Drug-related violence shaves almost 1.2 percentage points annually off Mexico's gross domestic product and the country could double its foreign investment, which reached $19.4 billion in 2011, if the cartels were brought under control, said Manuel Suarez-Mier, an economist at American University who helped Mexico negotiate the North American Free Trade Agreement.
Eoin Treacy's view
My view – The common perception of Mexico as ungovernable
as a result of the drug trade has gained credence as news of new massacres surface
just about every week. However, to limit one's opinion to emotive news items
would be to ignore the country's many positive attributes. Mexico has a large
young population and the middle class continues to expand. It also has enviable
natural resources along with a land border with the USA which facilitates trade.
This
article
from the Wall Street Journal dated February 6 th carries some additional commentary
on the relative competitiveness of Mexico compared to Asian countries from a
manufacturing perspective. Here is a section:
But
for many companies, a better step is to beef up production in Mexico. Despite
security concerns, wages are substantially lower than in the U.S. A look at
recent trade statistics suggests companies are already on the move. The number
of loaded shipping containers entering the ports of Los Angeles and Long Beach,
Calif.—the major entry points for Asian imports—edged down 0.2% last year. But
trains and trucks carried 8.7% more freight, by weight, from Mexico to the U.S.
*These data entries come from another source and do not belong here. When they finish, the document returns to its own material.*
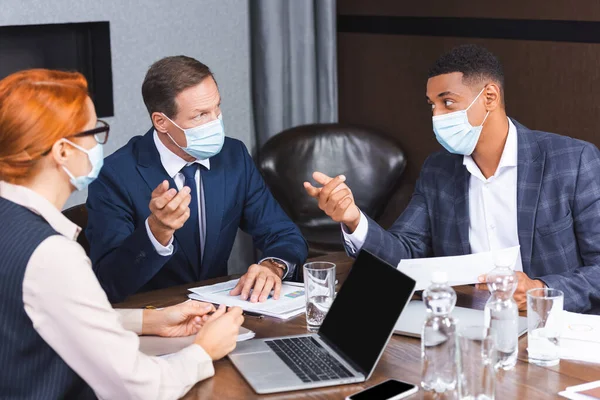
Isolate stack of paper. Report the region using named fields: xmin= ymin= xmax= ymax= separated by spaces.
xmin=140 ymin=326 xmax=255 ymax=356
xmin=398 ymin=246 xmax=520 ymax=290
xmin=188 ymin=279 xmax=306 ymax=320
xmin=559 ymin=381 xmax=600 ymax=400
xmin=560 ymin=311 xmax=600 ymax=363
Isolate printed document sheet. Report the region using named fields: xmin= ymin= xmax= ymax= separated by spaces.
xmin=188 ymin=279 xmax=306 ymax=319
xmin=398 ymin=246 xmax=520 ymax=290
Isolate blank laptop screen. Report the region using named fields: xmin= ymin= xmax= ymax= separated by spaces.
xmin=319 ymin=251 xmax=415 ymax=375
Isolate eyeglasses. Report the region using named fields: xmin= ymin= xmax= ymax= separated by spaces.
xmin=67 ymin=119 xmax=110 ymax=144
xmin=42 ymin=119 xmax=110 ymax=156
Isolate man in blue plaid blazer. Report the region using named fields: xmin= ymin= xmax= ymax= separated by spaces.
xmin=305 ymin=45 xmax=600 ymax=313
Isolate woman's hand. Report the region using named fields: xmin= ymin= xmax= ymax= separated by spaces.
xmin=142 ymin=300 xmax=215 ymax=337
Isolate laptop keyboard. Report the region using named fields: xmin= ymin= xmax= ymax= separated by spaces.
xmin=265 ymin=337 xmax=353 ymax=382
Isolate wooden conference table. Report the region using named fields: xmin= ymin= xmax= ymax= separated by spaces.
xmin=115 ymin=253 xmax=600 ymax=400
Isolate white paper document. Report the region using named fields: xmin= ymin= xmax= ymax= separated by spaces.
xmin=188 ymin=279 xmax=306 ymax=319
xmin=140 ymin=326 xmax=255 ymax=356
xmin=398 ymin=246 xmax=520 ymax=290
xmin=560 ymin=311 xmax=600 ymax=364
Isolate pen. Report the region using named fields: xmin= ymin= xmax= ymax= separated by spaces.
xmin=206 ymin=303 xmax=264 ymax=319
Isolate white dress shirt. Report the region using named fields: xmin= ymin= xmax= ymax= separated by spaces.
xmin=0 ymin=181 xmax=214 ymax=399
xmin=341 ymin=118 xmax=523 ymax=271
xmin=146 ymin=131 xmax=295 ymax=279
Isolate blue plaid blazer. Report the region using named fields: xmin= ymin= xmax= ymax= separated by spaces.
xmin=347 ymin=120 xmax=600 ymax=313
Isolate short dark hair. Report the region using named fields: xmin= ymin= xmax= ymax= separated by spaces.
xmin=142 ymin=56 xmax=214 ymax=118
xmin=428 ymin=44 xmax=504 ymax=97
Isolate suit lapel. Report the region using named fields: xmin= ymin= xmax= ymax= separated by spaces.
xmin=137 ymin=129 xmax=200 ymax=275
xmin=513 ymin=120 xmax=546 ymax=273
xmin=454 ymin=157 xmax=471 ymax=254
xmin=199 ymin=156 xmax=225 ymax=280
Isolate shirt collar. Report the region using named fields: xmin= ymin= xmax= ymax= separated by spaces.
xmin=0 ymin=181 xmax=81 ymax=240
xmin=153 ymin=130 xmax=210 ymax=178
xmin=463 ymin=117 xmax=519 ymax=180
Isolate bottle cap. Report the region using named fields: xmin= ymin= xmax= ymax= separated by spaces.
xmin=431 ymin=271 xmax=448 ymax=283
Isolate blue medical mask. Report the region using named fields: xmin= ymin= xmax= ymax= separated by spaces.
xmin=63 ymin=139 xmax=104 ymax=191
xmin=163 ymin=114 xmax=225 ymax=160
xmin=432 ymin=87 xmax=490 ymax=156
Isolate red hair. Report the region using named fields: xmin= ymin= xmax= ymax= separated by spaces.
xmin=0 ymin=69 xmax=90 ymax=183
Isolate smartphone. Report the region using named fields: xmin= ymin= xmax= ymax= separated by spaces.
xmin=346 ymin=379 xmax=419 ymax=400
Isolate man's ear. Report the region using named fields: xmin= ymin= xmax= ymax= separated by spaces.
xmin=152 ymin=112 xmax=169 ymax=133
xmin=481 ymin=82 xmax=502 ymax=111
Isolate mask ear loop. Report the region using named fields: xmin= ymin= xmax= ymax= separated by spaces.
xmin=465 ymin=86 xmax=490 ymax=126
xmin=465 ymin=86 xmax=487 ymax=111
xmin=161 ymin=113 xmax=185 ymax=151
xmin=61 ymin=138 xmax=98 ymax=180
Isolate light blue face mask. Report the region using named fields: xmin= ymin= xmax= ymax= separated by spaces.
xmin=63 ymin=139 xmax=104 ymax=190
xmin=432 ymin=87 xmax=490 ymax=156
xmin=163 ymin=114 xmax=225 ymax=160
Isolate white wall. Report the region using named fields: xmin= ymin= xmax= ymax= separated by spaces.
xmin=0 ymin=0 xmax=254 ymax=270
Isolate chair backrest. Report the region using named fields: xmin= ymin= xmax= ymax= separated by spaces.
xmin=258 ymin=124 xmax=406 ymax=248
xmin=63 ymin=204 xmax=90 ymax=256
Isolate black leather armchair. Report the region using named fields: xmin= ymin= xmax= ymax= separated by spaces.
xmin=63 ymin=204 xmax=90 ymax=256
xmin=258 ymin=124 xmax=406 ymax=255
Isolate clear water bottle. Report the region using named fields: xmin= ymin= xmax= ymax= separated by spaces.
xmin=485 ymin=260 xmax=519 ymax=370
xmin=421 ymin=272 xmax=458 ymax=393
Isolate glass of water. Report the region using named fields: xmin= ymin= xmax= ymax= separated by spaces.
xmin=527 ymin=288 xmax=564 ymax=367
xmin=304 ymin=261 xmax=335 ymax=332
xmin=458 ymin=325 xmax=497 ymax=400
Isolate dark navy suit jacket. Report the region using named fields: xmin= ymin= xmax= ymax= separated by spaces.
xmin=347 ymin=120 xmax=600 ymax=313
xmin=86 ymin=129 xmax=307 ymax=302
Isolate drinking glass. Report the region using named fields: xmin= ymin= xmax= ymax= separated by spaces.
xmin=527 ymin=288 xmax=564 ymax=367
xmin=304 ymin=261 xmax=335 ymax=332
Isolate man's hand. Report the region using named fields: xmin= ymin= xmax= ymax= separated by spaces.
xmin=148 ymin=181 xmax=192 ymax=246
xmin=229 ymin=260 xmax=284 ymax=303
xmin=304 ymin=172 xmax=360 ymax=233
xmin=477 ymin=271 xmax=546 ymax=311
xmin=194 ymin=305 xmax=244 ymax=361
xmin=142 ymin=300 xmax=215 ymax=337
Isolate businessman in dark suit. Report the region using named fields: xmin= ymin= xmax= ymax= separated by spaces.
xmin=86 ymin=56 xmax=307 ymax=302
xmin=305 ymin=45 xmax=600 ymax=313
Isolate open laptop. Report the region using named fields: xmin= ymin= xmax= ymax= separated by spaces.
xmin=229 ymin=251 xmax=416 ymax=394
xmin=394 ymin=300 xmax=527 ymax=338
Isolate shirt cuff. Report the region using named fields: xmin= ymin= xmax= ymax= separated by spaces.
xmin=115 ymin=308 xmax=144 ymax=336
xmin=162 ymin=343 xmax=215 ymax=386
xmin=258 ymin=257 xmax=296 ymax=280
xmin=340 ymin=211 xmax=369 ymax=254
xmin=146 ymin=218 xmax=173 ymax=257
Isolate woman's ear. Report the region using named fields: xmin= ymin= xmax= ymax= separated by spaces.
xmin=50 ymin=140 xmax=73 ymax=165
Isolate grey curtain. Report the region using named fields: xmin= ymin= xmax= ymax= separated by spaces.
xmin=250 ymin=0 xmax=338 ymax=149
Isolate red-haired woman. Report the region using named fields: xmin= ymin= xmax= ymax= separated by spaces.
xmin=0 ymin=70 xmax=243 ymax=399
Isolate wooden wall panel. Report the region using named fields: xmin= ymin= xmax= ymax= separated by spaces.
xmin=337 ymin=0 xmax=600 ymax=21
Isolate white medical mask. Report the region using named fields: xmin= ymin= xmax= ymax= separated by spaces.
xmin=62 ymin=139 xmax=104 ymax=191
xmin=432 ymin=87 xmax=490 ymax=156
xmin=161 ymin=113 xmax=225 ymax=160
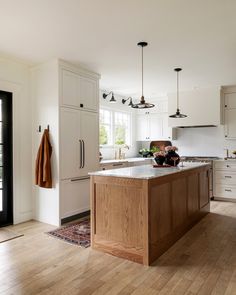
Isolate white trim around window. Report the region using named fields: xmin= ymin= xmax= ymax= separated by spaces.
xmin=99 ymin=106 xmax=133 ymax=148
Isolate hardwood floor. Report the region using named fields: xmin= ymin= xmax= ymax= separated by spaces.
xmin=0 ymin=201 xmax=236 ymax=295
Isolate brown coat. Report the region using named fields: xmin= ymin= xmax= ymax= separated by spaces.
xmin=35 ymin=129 xmax=52 ymax=188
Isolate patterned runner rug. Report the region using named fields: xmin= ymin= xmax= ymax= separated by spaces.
xmin=47 ymin=219 xmax=90 ymax=248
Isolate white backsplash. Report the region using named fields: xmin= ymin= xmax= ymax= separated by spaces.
xmin=141 ymin=126 xmax=236 ymax=158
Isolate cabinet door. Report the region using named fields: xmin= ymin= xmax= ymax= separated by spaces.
xmin=149 ymin=114 xmax=163 ymax=140
xmin=162 ymin=113 xmax=177 ymax=140
xmin=199 ymin=171 xmax=210 ymax=208
xmin=79 ymin=77 xmax=98 ymax=111
xmin=80 ymin=111 xmax=99 ymax=175
xmin=225 ymin=108 xmax=236 ymax=139
xmin=60 ymin=179 xmax=90 ymax=218
xmin=136 ymin=114 xmax=150 ymax=141
xmin=60 ymin=108 xmax=82 ymax=179
xmin=61 ymin=70 xmax=79 ymax=108
xmin=225 ymin=92 xmax=236 ymax=109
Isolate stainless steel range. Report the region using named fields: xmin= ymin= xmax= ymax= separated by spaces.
xmin=181 ymin=156 xmax=220 ymax=199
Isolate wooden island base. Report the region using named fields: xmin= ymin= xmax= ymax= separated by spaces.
xmin=91 ymin=165 xmax=210 ymax=265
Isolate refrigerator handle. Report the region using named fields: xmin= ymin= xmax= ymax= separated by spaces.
xmin=79 ymin=139 xmax=82 ymax=169
xmin=82 ymin=139 xmax=85 ymax=168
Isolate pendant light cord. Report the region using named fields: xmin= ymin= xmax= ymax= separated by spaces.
xmin=142 ymin=46 xmax=143 ymax=96
xmin=177 ymin=72 xmax=179 ymax=109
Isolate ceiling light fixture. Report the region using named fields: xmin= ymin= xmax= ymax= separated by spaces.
xmin=132 ymin=42 xmax=155 ymax=109
xmin=122 ymin=96 xmax=133 ymax=107
xmin=169 ymin=68 xmax=187 ymax=118
xmin=102 ymin=91 xmax=116 ymax=103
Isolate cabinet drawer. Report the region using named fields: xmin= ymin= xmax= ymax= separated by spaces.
xmin=214 ymin=171 xmax=236 ymax=185
xmin=100 ymin=162 xmax=128 ymax=170
xmin=214 ymin=184 xmax=236 ymax=199
xmin=60 ymin=178 xmax=90 ymax=218
xmin=214 ymin=160 xmax=236 ymax=172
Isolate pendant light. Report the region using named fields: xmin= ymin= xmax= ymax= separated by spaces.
xmin=102 ymin=91 xmax=116 ymax=103
xmin=131 ymin=42 xmax=155 ymax=109
xmin=169 ymin=68 xmax=187 ymax=118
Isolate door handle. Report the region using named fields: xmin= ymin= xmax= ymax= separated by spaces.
xmin=79 ymin=139 xmax=82 ymax=169
xmin=82 ymin=139 xmax=85 ymax=168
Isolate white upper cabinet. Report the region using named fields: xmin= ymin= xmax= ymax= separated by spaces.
xmin=80 ymin=112 xmax=99 ymax=175
xmin=61 ymin=68 xmax=98 ymax=112
xmin=79 ymin=77 xmax=98 ymax=111
xmin=61 ymin=70 xmax=79 ymax=108
xmin=136 ymin=111 xmax=176 ymax=141
xmin=223 ymin=87 xmax=236 ymax=139
xmin=168 ymin=88 xmax=222 ymax=127
xmin=60 ymin=108 xmax=82 ymax=179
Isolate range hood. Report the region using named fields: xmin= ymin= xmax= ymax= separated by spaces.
xmin=168 ymin=87 xmax=222 ymax=128
xmin=175 ymin=125 xmax=217 ymax=128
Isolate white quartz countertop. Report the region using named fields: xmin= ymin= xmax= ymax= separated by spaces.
xmin=89 ymin=162 xmax=209 ymax=179
xmin=100 ymin=157 xmax=153 ymax=164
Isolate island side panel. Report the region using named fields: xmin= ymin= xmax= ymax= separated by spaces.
xmin=91 ymin=176 xmax=149 ymax=264
xmin=149 ymin=166 xmax=210 ymax=264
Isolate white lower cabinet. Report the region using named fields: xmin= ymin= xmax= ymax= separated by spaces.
xmin=60 ymin=178 xmax=90 ymax=218
xmin=213 ymin=160 xmax=236 ymax=201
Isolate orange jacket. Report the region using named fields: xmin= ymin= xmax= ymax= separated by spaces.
xmin=35 ymin=129 xmax=52 ymax=188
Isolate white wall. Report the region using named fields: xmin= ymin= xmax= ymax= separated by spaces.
xmin=100 ymin=91 xmax=140 ymax=160
xmin=0 ymin=58 xmax=33 ymax=224
xmin=31 ymin=60 xmax=60 ymax=225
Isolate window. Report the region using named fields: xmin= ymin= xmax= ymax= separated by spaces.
xmin=99 ymin=109 xmax=131 ymax=146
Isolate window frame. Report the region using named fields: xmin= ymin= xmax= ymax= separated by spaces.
xmin=99 ymin=106 xmax=133 ymax=148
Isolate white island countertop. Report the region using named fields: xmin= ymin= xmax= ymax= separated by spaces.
xmin=89 ymin=162 xmax=209 ymax=179
xmin=100 ymin=157 xmax=154 ymax=164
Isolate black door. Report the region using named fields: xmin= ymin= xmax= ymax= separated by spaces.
xmin=0 ymin=91 xmax=13 ymax=227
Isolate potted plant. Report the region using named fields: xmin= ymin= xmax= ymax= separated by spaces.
xmin=153 ymin=151 xmax=166 ymax=165
xmin=165 ymin=145 xmax=180 ymax=166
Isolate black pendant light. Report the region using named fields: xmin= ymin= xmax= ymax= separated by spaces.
xmin=169 ymin=68 xmax=187 ymax=118
xmin=131 ymin=42 xmax=155 ymax=109
xmin=102 ymin=91 xmax=116 ymax=103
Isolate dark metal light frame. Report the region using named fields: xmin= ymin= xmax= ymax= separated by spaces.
xmin=122 ymin=96 xmax=133 ymax=107
xmin=169 ymin=68 xmax=187 ymax=119
xmin=131 ymin=42 xmax=155 ymax=109
xmin=102 ymin=91 xmax=116 ymax=103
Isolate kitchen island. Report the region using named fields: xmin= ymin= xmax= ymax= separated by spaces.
xmin=90 ymin=163 xmax=210 ymax=265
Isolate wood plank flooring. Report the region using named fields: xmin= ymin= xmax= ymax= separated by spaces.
xmin=0 ymin=201 xmax=236 ymax=295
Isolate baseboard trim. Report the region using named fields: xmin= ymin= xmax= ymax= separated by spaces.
xmin=61 ymin=210 xmax=90 ymax=224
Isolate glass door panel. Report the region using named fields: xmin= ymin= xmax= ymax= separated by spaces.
xmin=0 ymin=91 xmax=13 ymax=227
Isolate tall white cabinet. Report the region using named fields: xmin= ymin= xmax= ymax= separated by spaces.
xmin=222 ymin=86 xmax=236 ymax=139
xmin=32 ymin=60 xmax=100 ymax=225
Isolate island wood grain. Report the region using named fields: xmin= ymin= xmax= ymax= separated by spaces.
xmin=91 ymin=166 xmax=210 ymax=265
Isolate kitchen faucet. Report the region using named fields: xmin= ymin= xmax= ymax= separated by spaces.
xmin=115 ymin=144 xmax=129 ymax=160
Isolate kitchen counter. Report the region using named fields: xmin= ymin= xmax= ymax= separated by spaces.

in the first 11 months of last year than they did a year earlier.
The
Mexican stock market Index was among
the first to post a new high following the 2008 crash. It hit a medium-term
peak below 40,000 in early 2011 and has paused mostly below it for more than
a year. The Index has held a progression of higher reaction lows since August
and hit a new all-time peak today. A sustained move below 37,000 would now be
required to question medium-term scope for additional upside.
The US Dollar failed to sustain the breakout to new highs in early June and
has since decline to test the region of the 200-day MA. A clear upward dynamic
will be required to check the Peso's momentum.